E3S Web Conf.
Volume 197, 202075th National ATI Congress – #7 Clean Energy for all (ATI 2020)
|Number of page(s)||17|
|Published online||22 October 2020|
Aerodynamical Performance Decay Due to Fouling and Erosion in Axial Compressor for GT Aeroengines
“La Sapienza” University of Rome, DIMA
* Corresponding Author: firstname.lastname@example.org
The ingestion of solid abrasive particles and/or foulants causes erosion of the compressor blades, resulting in a considerable reduction in the performance and working life of aviation/heavy duty GT and an increase in fuel consumption. The geometry variation at the Leading Edge (L.E. blunting) and Trailing Edge (T.E. thickness reduction), together with the general increase of airfoil surface roughness, depends on the characteristics of the incident particles, the geometry and the materials of the blade cascade, the dynamic parameters of the particles and on the type of impact. In order to rectify this degradation in performance, it is therefore necessary to re-profile the blades with machining that is highly critical for the performance of the engine, the life of the compressor blades and for maintenance costs.
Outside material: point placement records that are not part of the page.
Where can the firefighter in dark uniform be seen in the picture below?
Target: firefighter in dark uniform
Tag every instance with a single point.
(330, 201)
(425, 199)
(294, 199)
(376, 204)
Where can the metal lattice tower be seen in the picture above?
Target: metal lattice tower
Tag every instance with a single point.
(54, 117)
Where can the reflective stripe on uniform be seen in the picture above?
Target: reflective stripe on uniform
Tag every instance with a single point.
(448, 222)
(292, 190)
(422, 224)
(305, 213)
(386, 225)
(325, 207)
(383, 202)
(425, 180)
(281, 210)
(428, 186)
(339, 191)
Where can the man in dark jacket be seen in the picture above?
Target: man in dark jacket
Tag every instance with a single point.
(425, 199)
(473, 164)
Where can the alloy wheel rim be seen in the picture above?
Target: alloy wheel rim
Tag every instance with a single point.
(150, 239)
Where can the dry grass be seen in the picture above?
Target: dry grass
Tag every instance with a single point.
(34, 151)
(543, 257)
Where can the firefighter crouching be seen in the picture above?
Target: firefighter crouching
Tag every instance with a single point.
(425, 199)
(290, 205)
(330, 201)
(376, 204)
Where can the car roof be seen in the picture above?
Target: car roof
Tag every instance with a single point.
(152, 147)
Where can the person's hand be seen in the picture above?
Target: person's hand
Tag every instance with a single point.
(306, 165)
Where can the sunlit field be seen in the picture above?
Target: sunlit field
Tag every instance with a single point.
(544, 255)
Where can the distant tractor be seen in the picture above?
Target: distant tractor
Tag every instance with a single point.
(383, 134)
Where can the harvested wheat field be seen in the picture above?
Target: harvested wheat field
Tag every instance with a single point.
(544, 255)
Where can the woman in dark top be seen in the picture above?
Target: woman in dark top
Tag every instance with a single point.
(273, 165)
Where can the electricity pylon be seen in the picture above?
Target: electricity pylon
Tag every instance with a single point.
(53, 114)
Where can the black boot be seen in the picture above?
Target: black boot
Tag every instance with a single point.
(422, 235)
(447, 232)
In order to determine an optimum and cost effective process of reprofiling, a series of tests reproducing the corresponding models of flow have been carried out on the Water Table Test Bench using Lamb’s hydraulic analogy relative to profiles of the VII and VIII stage HP of the compressor of the GT CF6-50 (G.E. Co.). The tests were carried out both on the isolated airfoil profile and on the blade cascade and both in the original conditions, at varied geometry (because of erosion and/or fouling) and after re-profiling. The trajectories of the particles have been visualised in several ways (like a false color photographic procedure), confirming results reported by various authors related to the model of impact and erosion. Particularly in the case of the dust aspiration during the arrival phase on the deck of an aircraft carrier. The test results have been discussed and compared with those available in scientific literature.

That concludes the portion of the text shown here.